In 2009, Gobodo rejoined her company as its executive chairperson and later took over as the chief executive. Older and wiser, she says, she once again began to discuss the merging of Gobodo Inc with other accounting firms.

In 2011, she played a key role as one of the leaders in the successful merger of Gobodo and SizweNtsaluba VSP to create SizweNtsalubaGobodo.

The new firm is now the fifth largest in South Africa, with 55 partners and a staff complement of more than 1?000.

Gobodo responds to a question about her name being last in the company line-up with some surprise. “An attachment to an individual’s name, his or her legacy, is undeniably strong. And when you’re dealing with 40 or so young partners, they make it clear that they want their name first.

“So as a mature person, I asked myself if I was going to allow a name to jeopardise this venture. And I concluded that the vision was bigger than my name,” she says.

Gobodo leans back in her chair in the company’s head office boardroom in Rivonia and allows herself a half-contented smile. Only half, mind you, for her restless, entrepreneurial mind is always seeking new ways of improving her beloved nation.
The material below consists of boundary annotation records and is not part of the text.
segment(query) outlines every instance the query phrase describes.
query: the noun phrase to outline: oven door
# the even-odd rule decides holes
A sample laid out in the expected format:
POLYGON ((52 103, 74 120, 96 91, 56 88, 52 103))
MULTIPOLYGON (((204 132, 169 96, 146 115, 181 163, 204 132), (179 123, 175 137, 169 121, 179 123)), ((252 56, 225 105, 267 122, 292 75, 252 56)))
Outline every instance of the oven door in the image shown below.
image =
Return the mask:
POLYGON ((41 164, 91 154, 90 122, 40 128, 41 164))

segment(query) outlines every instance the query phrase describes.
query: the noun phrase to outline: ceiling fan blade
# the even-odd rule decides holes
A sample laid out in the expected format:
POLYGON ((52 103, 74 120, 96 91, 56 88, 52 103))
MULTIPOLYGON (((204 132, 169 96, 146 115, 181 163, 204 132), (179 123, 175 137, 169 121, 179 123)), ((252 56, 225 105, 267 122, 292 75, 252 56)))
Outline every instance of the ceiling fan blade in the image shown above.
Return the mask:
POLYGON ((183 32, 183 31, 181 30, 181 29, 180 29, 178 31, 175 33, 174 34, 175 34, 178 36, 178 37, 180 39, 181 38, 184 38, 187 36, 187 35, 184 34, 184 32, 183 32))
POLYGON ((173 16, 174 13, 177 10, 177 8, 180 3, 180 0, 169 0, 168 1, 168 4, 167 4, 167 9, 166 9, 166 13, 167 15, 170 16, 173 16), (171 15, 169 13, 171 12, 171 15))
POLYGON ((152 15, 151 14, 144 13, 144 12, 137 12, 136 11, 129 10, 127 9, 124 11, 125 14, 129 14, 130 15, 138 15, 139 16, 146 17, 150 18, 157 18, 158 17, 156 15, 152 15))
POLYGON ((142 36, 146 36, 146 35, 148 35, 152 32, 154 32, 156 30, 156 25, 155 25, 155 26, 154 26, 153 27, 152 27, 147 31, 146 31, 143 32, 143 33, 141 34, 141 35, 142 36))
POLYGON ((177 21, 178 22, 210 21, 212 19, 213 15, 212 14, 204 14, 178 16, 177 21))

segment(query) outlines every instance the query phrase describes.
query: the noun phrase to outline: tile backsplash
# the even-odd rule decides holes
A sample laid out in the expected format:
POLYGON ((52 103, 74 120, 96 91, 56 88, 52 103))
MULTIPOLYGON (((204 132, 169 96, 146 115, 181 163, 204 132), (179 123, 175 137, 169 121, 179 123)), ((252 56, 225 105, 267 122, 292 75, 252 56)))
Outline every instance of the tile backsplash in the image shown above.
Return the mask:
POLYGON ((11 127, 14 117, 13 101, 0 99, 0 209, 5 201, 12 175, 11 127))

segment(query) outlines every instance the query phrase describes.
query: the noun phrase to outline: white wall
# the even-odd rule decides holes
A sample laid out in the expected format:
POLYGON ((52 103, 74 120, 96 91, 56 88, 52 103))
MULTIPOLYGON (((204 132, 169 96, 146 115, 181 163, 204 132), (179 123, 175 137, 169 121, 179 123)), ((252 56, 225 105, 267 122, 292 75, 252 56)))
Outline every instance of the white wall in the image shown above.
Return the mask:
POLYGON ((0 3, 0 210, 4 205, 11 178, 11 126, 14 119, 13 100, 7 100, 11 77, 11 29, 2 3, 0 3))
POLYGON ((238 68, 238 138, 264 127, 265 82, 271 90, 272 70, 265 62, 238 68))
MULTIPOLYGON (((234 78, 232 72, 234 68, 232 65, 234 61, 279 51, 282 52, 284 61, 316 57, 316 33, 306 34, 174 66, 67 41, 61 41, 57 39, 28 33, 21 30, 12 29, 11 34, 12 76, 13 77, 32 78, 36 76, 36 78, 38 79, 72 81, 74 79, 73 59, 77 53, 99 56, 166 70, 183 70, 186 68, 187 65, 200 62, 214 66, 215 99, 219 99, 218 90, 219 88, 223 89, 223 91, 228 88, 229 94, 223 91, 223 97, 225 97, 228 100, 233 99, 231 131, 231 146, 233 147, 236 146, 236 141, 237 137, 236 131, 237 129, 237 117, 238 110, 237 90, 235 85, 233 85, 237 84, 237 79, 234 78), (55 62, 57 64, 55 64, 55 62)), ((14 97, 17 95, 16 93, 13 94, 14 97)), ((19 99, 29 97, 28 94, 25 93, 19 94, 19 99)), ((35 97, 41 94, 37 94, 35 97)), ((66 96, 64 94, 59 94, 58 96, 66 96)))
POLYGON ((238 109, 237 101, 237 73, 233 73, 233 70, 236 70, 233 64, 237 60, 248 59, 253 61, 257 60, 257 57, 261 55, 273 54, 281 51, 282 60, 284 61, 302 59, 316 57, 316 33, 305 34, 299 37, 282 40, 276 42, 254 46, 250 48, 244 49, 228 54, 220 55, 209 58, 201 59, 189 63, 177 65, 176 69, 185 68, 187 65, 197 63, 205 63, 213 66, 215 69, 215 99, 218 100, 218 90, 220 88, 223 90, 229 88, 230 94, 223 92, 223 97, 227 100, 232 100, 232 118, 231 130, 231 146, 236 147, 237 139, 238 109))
She dreams of a time when South Africans will adopt the mentality of being builders and not just being dependent on government hand-outs. She wants people to find projects that will sustain them.

“How long are we going to continue to play the blame game? When we as black people take responsibility for our own economic development, then we’ll be able to move into the future,” she says.

Gobodo’s strong will and resolve was evident from an early age. Although her parents, who had their own small businesses in the then Transkei, wanted her to do medicine, she decided to take a gap year to think about her future.

During this pause after matriculating, she worked as a book-keeper at her father’s panel-beating shop, and met auditor Professor Wiseman Nkuhlu.

It was an auspicious meeting. Nkuhlu was South Africa’s first black chartered accountant, qualifying in 1987, and she was determined to follow in his footsteps. She was stunned when the media descended on her after her graduation.

She told them to “back off”, but when when one journalist retorted “this is not just about you”, she understood what her accomplishment meant for other women.

Gobodo was immediately offered a partnership at KPMG but turned it down as she knew that she wanted to establish her own firm.